I'm certainly not the first to have this thought, but the general wisdom is that due to start-up issues, you can't know where to divide the frame clock so that what the RPi thinks is the first channel is actually not always the first channel of the TDM frame. This results in random channel swapping each time you start up. Not very useful.
So... my idea was for a HAT that could be synchronized to the I2S each time the linux alsa sound device is opened and audio is started. This works via an I2C command to put the HAT into a mode where it can identify channel 1 after audio has started and remap the channels to the correct order for the outgoing TDM. Both interfaces - I2S from the RPi and TDM to the codec - have to use the same bit clock in order to remain completely synchronized. This requires that the HAT be the audio clock master with the RPi I2S slaved to the HAT.

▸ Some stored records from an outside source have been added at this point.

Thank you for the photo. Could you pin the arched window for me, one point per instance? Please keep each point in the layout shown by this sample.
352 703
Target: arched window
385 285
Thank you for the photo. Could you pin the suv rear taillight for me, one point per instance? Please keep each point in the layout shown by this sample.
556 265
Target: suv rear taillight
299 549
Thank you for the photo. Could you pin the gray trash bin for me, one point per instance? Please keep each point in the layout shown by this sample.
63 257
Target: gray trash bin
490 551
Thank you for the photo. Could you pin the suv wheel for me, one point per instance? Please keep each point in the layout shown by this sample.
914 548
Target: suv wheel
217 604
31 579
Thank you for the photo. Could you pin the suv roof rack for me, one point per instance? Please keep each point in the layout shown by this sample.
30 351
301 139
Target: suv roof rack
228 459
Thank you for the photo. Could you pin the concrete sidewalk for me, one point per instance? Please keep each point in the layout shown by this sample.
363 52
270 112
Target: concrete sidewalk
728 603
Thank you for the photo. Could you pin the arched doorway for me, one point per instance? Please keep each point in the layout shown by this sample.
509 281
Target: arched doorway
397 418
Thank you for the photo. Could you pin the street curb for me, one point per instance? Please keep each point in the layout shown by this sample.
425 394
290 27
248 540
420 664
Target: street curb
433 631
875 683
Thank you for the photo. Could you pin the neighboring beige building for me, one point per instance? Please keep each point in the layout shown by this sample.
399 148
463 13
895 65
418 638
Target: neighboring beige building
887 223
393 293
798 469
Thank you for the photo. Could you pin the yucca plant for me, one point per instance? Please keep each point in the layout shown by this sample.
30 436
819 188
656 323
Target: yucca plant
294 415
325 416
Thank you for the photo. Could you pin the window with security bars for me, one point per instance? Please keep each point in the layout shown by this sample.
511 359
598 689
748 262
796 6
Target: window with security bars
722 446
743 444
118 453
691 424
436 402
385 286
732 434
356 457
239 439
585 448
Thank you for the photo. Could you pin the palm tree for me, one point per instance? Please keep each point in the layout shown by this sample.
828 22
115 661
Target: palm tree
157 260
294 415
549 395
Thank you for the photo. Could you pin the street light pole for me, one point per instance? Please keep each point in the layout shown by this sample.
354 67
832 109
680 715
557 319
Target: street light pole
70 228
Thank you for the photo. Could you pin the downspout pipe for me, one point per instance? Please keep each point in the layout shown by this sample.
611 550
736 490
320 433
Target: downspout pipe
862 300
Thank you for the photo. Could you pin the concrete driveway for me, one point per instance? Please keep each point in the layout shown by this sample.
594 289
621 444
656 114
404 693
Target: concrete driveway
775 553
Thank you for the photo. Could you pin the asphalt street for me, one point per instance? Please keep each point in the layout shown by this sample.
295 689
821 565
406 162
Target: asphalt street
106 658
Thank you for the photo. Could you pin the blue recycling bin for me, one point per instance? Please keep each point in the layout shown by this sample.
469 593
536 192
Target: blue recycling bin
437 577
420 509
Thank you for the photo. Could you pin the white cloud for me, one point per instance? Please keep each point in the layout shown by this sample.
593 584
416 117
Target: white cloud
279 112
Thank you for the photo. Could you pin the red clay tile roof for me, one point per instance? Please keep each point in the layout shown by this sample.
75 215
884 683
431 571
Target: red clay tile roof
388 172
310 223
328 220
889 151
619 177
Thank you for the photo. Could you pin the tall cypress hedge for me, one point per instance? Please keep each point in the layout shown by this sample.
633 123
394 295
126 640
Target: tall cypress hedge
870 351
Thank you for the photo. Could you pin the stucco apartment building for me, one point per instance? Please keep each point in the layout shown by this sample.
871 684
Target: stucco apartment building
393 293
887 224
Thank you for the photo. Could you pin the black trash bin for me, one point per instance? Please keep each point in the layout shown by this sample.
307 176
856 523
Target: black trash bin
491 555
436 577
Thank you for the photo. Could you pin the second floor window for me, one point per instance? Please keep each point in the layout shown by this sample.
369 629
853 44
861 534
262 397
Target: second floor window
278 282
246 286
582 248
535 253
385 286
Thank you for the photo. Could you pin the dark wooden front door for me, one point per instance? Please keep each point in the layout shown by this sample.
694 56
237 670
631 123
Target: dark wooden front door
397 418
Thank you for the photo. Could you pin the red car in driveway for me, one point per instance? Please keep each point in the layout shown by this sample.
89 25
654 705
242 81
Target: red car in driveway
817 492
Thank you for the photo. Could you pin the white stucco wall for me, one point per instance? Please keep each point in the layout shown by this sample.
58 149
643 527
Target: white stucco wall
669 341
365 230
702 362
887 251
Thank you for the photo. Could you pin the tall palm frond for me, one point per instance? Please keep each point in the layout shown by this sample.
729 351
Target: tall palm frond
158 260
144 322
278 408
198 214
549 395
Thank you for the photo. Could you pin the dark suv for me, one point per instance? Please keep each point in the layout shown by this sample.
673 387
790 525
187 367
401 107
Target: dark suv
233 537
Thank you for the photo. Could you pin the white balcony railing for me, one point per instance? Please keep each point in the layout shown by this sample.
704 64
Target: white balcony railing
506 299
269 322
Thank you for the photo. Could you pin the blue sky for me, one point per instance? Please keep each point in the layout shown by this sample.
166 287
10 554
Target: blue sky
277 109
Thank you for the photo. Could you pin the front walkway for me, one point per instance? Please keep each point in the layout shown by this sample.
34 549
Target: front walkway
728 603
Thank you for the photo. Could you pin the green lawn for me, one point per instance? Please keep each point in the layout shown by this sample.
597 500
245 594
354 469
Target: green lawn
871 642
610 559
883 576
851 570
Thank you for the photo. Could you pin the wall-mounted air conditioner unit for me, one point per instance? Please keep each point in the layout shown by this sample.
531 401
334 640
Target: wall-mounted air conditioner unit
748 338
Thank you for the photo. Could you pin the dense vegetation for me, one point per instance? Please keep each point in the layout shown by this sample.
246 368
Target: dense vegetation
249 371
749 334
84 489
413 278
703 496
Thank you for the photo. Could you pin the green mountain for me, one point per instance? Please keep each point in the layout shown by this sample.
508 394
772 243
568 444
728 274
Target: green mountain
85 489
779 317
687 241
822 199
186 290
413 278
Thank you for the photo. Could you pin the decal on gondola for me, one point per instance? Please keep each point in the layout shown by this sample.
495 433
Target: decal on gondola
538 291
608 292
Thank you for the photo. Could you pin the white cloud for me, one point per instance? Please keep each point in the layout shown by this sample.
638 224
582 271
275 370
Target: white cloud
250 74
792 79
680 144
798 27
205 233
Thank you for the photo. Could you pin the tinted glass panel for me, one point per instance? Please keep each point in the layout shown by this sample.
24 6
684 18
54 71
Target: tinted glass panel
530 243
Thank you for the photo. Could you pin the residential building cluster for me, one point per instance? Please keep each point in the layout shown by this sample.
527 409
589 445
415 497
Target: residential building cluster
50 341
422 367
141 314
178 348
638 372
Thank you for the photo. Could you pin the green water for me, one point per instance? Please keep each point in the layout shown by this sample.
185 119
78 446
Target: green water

I decided to hack up a Tsunami and see if I could at least get the the RPi to output 4 sequential I2S frames slaved to Tsunami at 176.4KHz. I was able to modify an existing device tree overlay so that my Tsunami "HAT" was recognized as a sound device, and using Juce, I wrote a mixer that takes blocks of audio data and creates buffers of 8 interleaved channels to send to the alsa device driver as if it were a large stereo buffer. With Tsunami driving BLCK and LRCK at 4 times 44.1kHz, it worked just fine.
Next, I was able to get Tsunami to output those 8 channels to the codec via TDM, which also worked. So far so good, albeit with the aforementioned random channel assignments on startup. Then I modified my Juce mixer on the RPi so that when it starts up, it forces all the channels except channel 1 to output 0 and at the same time sends a sequence of commands to Tsunami via I2C to tell it to "sync". Using this method, I'm now able to identify channel 1 and correctly format the outgoing TDM so that there is no channel swapping.
This was all very promising, but having taken my Tsunami hack about as far as I could, I decided it was time to try a real prototype board. So I have the following PCB on order, which has 8 unbalanced line-level outputs and 2 unbalanced inputs. I'm not 100% certain about getting the inputs working, since that involves converting TDM to I2S and I don't have the hardware resources to do this on the board itself, but I believe that since all the clocks are synchronized, the RPi will just interpret the incoming 8 channels as 4 stereo pairs. We'll see...
The next post will be about the software requirements for the Raspberry Pi side of things. I don't claim to be a linux device driver or alsa expert, so I'd love to get some knowledgeable feedback about how to structure things. At the moment, my device presents itself as a stereo sound device, requiring code to manage the interleaved alsa buffer as well as send the I2C commands for channel synchronization. This is not difficult, but I'm assuming it's theoretically possible to build a driver that makes this actually look like an 8 channel device so that it plays nicely with existing apps.